Single-nucleus RNA sequencing and spatial transcriptomics reveal the mechanism by which Xiaozhiling injection treats internal hemorrhoids.

Background: Hemorrhoids, a prevalent chronic condition globally, significantly impact patients' quality of life. While various surgical interventions, such as external stripping and internal ligation, procedure for prolapse and hemorrhoids, and tissue selecting technique, are employed for treatment, they are often associated with postoperative complications, including unsatisfactory defecation, bleeding, and anal stenosis. In contrast, Xiaozhiling injection, a traditional Chinese medicine-based therapy, has emerged as a minimally invasive and effective alternative for internal hemorrhoids. This treatment offers distinct advantages, such as reduced dietary restrictions, broad applicability, and minimal induction of systemic inflammatory responses. Additionally, Xiaozhiling injection effectively eliminates hemorrhoid nuclei, prevents local tissue necrosis, preserves anal cushion integrity, and mitigates postoperative complications, including bleeding and prolapse. Despite its clinical efficacy, the molecular mechanisms underlying its therapeutic effects remain poorly understood, warranting further investigation.

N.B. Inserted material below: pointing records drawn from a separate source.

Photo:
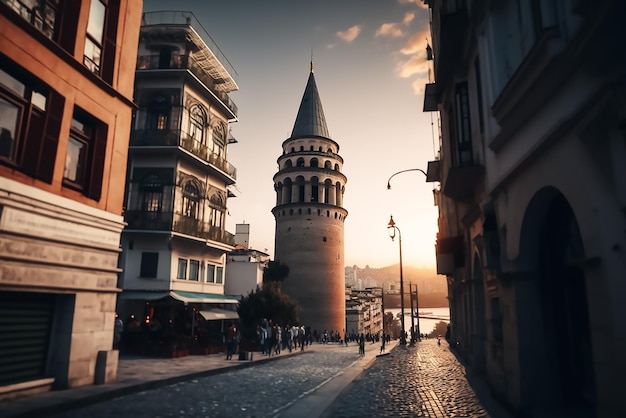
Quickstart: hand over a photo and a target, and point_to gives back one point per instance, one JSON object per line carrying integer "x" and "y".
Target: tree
{"x": 267, "y": 302}
{"x": 439, "y": 330}
{"x": 275, "y": 272}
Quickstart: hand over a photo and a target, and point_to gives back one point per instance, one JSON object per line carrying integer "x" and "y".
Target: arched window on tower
{"x": 314, "y": 189}
{"x": 300, "y": 183}
{"x": 287, "y": 191}
{"x": 327, "y": 187}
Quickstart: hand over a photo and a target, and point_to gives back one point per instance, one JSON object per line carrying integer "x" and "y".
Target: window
{"x": 159, "y": 111}
{"x": 182, "y": 269}
{"x": 41, "y": 14}
{"x": 314, "y": 189}
{"x": 464, "y": 132}
{"x": 99, "y": 54}
{"x": 191, "y": 200}
{"x": 95, "y": 32}
{"x": 84, "y": 159}
{"x": 217, "y": 207}
{"x": 210, "y": 273}
{"x": 197, "y": 122}
{"x": 218, "y": 140}
{"x": 151, "y": 190}
{"x": 30, "y": 121}
{"x": 149, "y": 264}
{"x": 194, "y": 270}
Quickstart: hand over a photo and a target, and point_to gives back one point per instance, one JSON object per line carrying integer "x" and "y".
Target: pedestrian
{"x": 118, "y": 328}
{"x": 362, "y": 345}
{"x": 231, "y": 340}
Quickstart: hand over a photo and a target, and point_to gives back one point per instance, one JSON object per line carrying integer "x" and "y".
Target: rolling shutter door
{"x": 25, "y": 323}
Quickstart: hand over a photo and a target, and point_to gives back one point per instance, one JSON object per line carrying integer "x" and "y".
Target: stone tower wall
{"x": 310, "y": 240}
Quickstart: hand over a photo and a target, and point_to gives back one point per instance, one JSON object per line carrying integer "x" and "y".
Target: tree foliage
{"x": 267, "y": 302}
{"x": 275, "y": 272}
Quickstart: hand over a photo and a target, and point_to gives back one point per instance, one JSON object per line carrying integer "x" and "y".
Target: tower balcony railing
{"x": 185, "y": 62}
{"x": 175, "y": 222}
{"x": 179, "y": 138}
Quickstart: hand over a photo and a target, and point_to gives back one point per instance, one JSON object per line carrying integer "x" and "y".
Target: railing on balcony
{"x": 179, "y": 138}
{"x": 176, "y": 222}
{"x": 185, "y": 62}
{"x": 196, "y": 228}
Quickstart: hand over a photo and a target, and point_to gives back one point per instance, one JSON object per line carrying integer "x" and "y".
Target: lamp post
{"x": 404, "y": 171}
{"x": 392, "y": 228}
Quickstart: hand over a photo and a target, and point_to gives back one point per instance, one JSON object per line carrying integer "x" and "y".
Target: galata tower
{"x": 310, "y": 217}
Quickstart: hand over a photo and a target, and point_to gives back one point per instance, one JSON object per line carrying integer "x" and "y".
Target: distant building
{"x": 532, "y": 99}
{"x": 245, "y": 266}
{"x": 364, "y": 312}
{"x": 178, "y": 183}
{"x": 66, "y": 100}
{"x": 310, "y": 216}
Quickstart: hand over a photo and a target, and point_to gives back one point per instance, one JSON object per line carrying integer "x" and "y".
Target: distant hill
{"x": 432, "y": 288}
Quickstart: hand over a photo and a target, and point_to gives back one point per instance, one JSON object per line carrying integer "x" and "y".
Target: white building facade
{"x": 533, "y": 189}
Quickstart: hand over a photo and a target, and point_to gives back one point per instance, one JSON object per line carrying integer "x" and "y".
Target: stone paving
{"x": 260, "y": 391}
{"x": 324, "y": 381}
{"x": 422, "y": 381}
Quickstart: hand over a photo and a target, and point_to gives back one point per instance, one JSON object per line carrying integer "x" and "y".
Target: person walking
{"x": 362, "y": 345}
{"x": 231, "y": 340}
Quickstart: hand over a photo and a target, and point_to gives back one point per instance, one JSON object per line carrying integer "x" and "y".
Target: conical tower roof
{"x": 310, "y": 120}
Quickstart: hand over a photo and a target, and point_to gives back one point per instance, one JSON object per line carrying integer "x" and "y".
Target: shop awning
{"x": 193, "y": 297}
{"x": 213, "y": 314}
{"x": 142, "y": 295}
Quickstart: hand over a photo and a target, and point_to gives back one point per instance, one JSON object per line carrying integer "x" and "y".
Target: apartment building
{"x": 66, "y": 101}
{"x": 533, "y": 191}
{"x": 178, "y": 183}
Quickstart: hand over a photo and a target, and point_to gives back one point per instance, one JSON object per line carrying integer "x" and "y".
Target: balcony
{"x": 461, "y": 182}
{"x": 179, "y": 138}
{"x": 175, "y": 222}
{"x": 185, "y": 62}
{"x": 450, "y": 255}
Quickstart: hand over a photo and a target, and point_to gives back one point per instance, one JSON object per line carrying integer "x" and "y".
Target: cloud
{"x": 350, "y": 34}
{"x": 408, "y": 18}
{"x": 417, "y": 42}
{"x": 390, "y": 29}
{"x": 419, "y": 3}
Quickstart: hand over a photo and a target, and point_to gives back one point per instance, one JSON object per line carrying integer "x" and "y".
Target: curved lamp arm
{"x": 404, "y": 171}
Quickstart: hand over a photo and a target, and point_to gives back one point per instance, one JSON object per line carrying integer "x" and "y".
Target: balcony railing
{"x": 176, "y": 222}
{"x": 179, "y": 138}
{"x": 185, "y": 62}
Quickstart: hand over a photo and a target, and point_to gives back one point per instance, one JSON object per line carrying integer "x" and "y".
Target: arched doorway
{"x": 558, "y": 372}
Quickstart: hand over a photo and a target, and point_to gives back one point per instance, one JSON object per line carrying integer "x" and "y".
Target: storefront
{"x": 174, "y": 323}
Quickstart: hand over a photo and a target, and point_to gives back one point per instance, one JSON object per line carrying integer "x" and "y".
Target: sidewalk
{"x": 136, "y": 374}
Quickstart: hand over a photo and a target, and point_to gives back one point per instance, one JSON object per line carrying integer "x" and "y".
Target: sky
{"x": 370, "y": 68}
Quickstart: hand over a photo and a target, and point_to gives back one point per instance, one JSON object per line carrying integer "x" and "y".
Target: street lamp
{"x": 392, "y": 228}
{"x": 404, "y": 171}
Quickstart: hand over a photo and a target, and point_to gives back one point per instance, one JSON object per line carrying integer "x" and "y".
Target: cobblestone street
{"x": 422, "y": 381}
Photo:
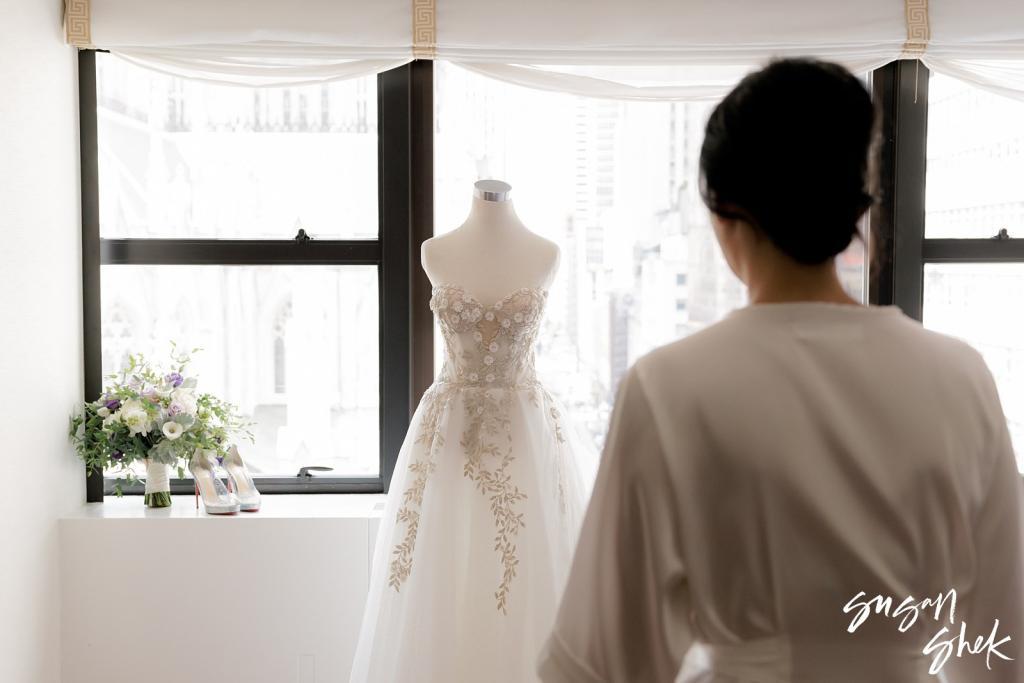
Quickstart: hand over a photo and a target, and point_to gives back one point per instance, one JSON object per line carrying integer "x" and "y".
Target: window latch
{"x": 307, "y": 472}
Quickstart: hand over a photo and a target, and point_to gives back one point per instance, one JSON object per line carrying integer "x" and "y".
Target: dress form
{"x": 492, "y": 254}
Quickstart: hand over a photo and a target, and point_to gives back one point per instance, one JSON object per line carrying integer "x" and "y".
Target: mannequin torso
{"x": 492, "y": 254}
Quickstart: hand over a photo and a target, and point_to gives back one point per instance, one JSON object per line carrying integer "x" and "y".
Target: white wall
{"x": 40, "y": 329}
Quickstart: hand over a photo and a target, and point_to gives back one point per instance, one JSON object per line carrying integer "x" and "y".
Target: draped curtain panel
{"x": 634, "y": 49}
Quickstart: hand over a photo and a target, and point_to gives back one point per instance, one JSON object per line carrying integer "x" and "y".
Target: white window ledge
{"x": 313, "y": 506}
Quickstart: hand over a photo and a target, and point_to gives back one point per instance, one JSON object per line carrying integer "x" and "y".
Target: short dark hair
{"x": 787, "y": 151}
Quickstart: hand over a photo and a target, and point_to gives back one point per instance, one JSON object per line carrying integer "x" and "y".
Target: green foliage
{"x": 147, "y": 412}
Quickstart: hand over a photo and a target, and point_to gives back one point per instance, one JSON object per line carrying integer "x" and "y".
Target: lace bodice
{"x": 488, "y": 345}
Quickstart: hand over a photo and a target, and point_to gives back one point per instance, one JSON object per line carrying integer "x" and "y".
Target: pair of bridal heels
{"x": 241, "y": 493}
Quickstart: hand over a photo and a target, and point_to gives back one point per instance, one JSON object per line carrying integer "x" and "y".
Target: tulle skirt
{"x": 476, "y": 539}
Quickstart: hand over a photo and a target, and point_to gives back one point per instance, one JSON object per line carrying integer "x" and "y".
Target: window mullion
{"x": 900, "y": 89}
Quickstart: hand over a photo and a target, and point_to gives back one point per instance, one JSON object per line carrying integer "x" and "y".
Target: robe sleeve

Aim: To investigate the molecular mechanism underlying the therapeutic effect of Xiaozhiling injection in the treatment of internal hemorrhoids.

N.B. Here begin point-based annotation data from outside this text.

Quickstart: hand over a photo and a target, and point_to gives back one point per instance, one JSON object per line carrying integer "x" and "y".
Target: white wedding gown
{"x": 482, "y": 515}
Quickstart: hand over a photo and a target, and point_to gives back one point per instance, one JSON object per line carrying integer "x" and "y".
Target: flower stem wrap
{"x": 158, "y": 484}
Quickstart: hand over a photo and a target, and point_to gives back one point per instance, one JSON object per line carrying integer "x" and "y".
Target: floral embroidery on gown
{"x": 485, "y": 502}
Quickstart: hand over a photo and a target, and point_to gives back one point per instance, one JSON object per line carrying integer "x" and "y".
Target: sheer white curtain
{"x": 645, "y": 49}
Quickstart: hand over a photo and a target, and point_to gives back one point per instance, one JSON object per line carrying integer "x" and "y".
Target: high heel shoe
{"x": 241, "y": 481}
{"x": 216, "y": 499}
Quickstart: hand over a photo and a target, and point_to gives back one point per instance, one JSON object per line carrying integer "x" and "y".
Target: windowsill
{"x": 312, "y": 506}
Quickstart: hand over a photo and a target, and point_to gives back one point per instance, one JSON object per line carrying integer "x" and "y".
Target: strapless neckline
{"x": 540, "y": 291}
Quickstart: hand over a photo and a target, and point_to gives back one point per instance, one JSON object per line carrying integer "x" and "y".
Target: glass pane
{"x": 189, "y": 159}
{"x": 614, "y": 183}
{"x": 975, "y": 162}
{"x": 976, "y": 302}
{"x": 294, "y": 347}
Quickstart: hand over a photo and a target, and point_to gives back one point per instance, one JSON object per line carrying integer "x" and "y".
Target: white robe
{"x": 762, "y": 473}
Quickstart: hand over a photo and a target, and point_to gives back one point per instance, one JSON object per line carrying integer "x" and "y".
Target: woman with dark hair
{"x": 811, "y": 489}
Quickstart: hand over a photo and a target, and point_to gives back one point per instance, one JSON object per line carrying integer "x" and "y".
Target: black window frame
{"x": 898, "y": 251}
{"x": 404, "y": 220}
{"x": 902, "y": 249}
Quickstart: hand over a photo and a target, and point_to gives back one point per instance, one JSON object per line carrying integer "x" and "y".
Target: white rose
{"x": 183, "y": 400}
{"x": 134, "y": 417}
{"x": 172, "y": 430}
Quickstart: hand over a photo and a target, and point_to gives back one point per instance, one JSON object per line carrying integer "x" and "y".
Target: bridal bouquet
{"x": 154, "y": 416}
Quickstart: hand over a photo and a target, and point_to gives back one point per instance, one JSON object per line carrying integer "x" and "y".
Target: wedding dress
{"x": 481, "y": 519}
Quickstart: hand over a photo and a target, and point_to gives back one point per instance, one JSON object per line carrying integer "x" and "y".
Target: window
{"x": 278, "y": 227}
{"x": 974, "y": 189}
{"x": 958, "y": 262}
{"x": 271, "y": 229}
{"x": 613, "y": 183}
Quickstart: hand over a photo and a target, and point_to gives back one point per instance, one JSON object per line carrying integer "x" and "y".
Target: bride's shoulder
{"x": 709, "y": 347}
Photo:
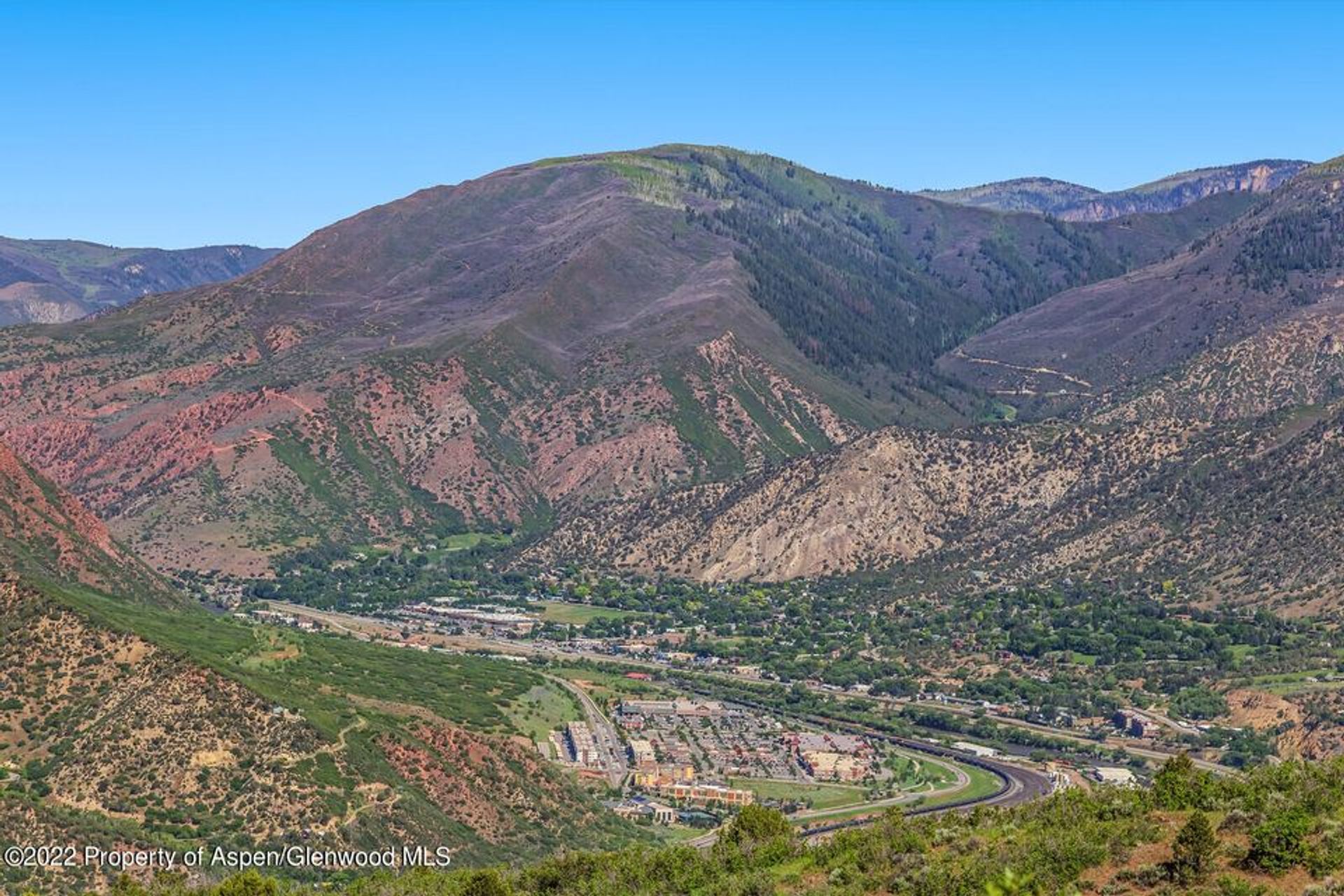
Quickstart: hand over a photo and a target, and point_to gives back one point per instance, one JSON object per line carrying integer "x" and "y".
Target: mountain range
{"x": 682, "y": 362}
{"x": 49, "y": 281}
{"x": 1073, "y": 202}
{"x": 718, "y": 365}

Methods: An internal hemorrhoid model was established in rats, and the rats were randomly divided into a modeling group [control group (CK group)] and a treatment group. One week after injection, Stereo-seq and electron microscopy were used to study the changes in gene expression and subcellular structures in fibroblasts.

Results: Single-cell sequencing revealed differences in the expression and transcript levels of the genes collagen 3 alpha 1, decorin, and actin alpha 2 in fibroblasts between the CK group and the treatment group. Spatial transcriptome analysis revealed that genes of the sphingosine kinase 1 (Sphk1)/sphingosine-1-phosphate (S1P) pathway spatially overlapped with key genes of the transforming growth factor beta 1 pathway, namely, Sphk1, S1P receptor, and transforming growth factor beta 1, in the treatment group. The proportion of fibroblasts was lower in the treatment group than in the CK group, and Xiaozhiling treatment had a significant effect on the proportion of fibroblasts in hemorrhoidal tissue. Immunohistochemistry revealed a significant increase in the expression of a fibroblast marker. Electron microscopy showed that the endoplasmic reticulum of fibroblasts contained a large amount of glycogen, indicating cell activation. Fibroblast activation and the expression of key genes of the Sphk1-S1P pathway could be observed at the injection site, suggesting that after Xiaozhiling intervention, the Sphk1-S1P pathway could be activated to promote fibrosis.

Conclusion: Xiaozhiling injection exerts its therapeutic effects on internal hemorrhoids by promoting collagen synthesis and secretion in fibroblasts. After Xiaozhiling intervention, the Sphk1-S1P pathway can be activated to promote fibrosis.